What Healthcare Professionals Need to Know Before Moving Into Telemedicine
Telemedicine, or the remote diagnosis and treatment of patients by utilizing online communications technologies, is a growing field that is designed to bring professional medical treatment to people who live in remote areas or are otherwise unable to obtain healthcare. While it might seem like a great career move for you as a healthcare professional, there are definitely a few things you need to know if you’re considering taking the step into telemedicine.
How Does It Work?
Telemedicine, as a whole, is built on a foundation made up of the Internet and all of our connected mobile devices. It enables healthcare professionals to connect with patients though video chat, smart phone apps and other types of telecommunications technology. By utilizing programs like Skype, FaceTime or other proprietary programs, patients who cannot come to the doctor’s office because of lack of transportation, living in a rural area or any other reason can still “visit” a doctor.
As long as you, as a professional, are licensed to practice medicine in the state where the patient resides, telemedicine is a legal way to expand your practice and reach people who might otherwise not have the way to get the help they need.
What Can Be Accomplished?
This will vary greatly depending on where you are practicing, but in general, telemedicine has many uses, such as:
- After-hours care: The ability to provide care to patients who are unable to visit an office during normal hours becomes much easier with telemedicine.
- Medication management/adherence: Telemedicine can make it easier and more practical to talk with a patient to ensure there are no problems with medications and that they are taking medication as prescribed.
- Chronic care/follow up appointments: Since a relationship has already been established between the patient and the healthcare professional, follow up appointments can easily be done by utilizing telemedicine.
There will always be some things, like blood work and lab tests, that do require a trip to a local lab or office. For basic diagnoses and treatment, however, telemedicine can be a great option. This can, of course, also be customized to best suit the needs of each patient.
How Do I Get Paid?
Payment for medical services is already so complicated that there is an entire subsection of the industry dedicated to figuring out the idiosyncrasies of the process. Those same complications apply to telemedicine as well.
There are different guidelines for each of the three major players in the medical payment industry — Medicaid, Medicare and private insurance companies. These regulations are being expanded as telemedicine becomes a more prevalent form of practice, but right now it can be difficult or nearly impossible to get proper compensation for telemedicine appointments.
Ensuring medical professionals receive fair and accurate compensation for their work is one of the most important components necessary to secure the success of this growing field. This can be achieved by regulating hours and offering consultation services for doctors and other healthcare professionals seeking to enter the field of telemedicine to be certain they understand the nuances of the payment system.
What Are the Benefits of Telemedicine?
Telemedicine has the potential to have a tremendous impact on the world of medicine.
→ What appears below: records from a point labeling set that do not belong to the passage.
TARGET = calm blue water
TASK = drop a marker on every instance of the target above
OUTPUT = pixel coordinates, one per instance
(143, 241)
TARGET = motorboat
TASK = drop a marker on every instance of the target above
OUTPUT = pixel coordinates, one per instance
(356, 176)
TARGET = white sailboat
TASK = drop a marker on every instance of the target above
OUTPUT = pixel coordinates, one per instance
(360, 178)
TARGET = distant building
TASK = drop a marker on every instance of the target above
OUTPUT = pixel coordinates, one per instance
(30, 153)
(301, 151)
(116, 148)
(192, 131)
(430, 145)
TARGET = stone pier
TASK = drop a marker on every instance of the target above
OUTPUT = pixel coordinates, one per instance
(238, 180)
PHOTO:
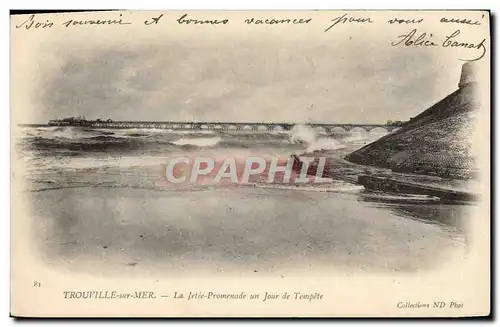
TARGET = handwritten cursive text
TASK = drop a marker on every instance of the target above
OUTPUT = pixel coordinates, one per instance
(346, 19)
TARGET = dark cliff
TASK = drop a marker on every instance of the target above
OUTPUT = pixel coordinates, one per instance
(436, 142)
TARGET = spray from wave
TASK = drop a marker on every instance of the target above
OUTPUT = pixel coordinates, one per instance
(306, 135)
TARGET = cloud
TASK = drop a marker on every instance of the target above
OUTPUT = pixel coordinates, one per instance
(248, 81)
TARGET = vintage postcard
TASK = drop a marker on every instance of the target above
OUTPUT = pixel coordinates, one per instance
(250, 164)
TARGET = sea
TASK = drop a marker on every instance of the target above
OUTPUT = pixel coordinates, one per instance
(93, 198)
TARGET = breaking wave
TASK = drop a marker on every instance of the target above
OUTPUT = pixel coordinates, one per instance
(307, 136)
(201, 142)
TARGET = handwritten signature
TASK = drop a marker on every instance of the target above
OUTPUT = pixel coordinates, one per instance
(422, 39)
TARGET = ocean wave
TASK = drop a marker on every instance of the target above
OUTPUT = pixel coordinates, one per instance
(201, 142)
(308, 136)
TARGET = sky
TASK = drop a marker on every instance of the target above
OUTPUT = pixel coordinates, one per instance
(245, 80)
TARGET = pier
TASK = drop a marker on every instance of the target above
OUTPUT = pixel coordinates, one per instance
(224, 126)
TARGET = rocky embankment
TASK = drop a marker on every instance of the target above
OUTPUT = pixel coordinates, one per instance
(437, 142)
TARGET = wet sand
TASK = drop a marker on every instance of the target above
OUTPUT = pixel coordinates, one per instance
(132, 230)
Video chats, for example, allow face-to-face communication between the doctor and patient and provide a great tool for diagnosis. Imagine being a dermatologist trying to diagnose a rash over the phone. Just being able to see what the patient is describing makes a world of difference.
It is also a low cost option that allows people who might not be able to afford treatment otherwise to get the help that they need. It’s a great option for rural areas as well, since these locations tend to have a lower number of practicing healthcare professionals per capita.
For the patients themselves, especially in areas where the population is high or the doctor’s offices and urgent care clinics are always crowded, telemedicine is a great option. It allows patients to get the help they need without spending their entire day sitting in a crowded waiting room or at the ER. It’s also a perfect option for people who work during normal office hours, allowing them to speak to a physician when it best fits their schedule.
Are There Any Risks?
As with any advance in technology, there are always risks when it comes to network security and the privacy of patient information. Those risks can be minimized, though, by utilizing security tools or even tasking a cyber security firm with the protection of your network.
There is also the risk of licensing issues, as we briefly mentioned earlier. To practice using telemedicine, you do have to hold an active medical license in the state where your patient lives. This isn’t often a problem for patients who come to the office, but those treated using telemedicine could potentially be calling in from anywhere in the country or the world, creating potential issues.
Overall, while there are a few risks inherent with the practice of telemedicine, the benefits greatly outweigh any potential problems that might occur. It is important to have all of the information handy before you consider a move into telemedicine, however. While fairly intuitive, it does require training and preparation to property treat your virtual patients.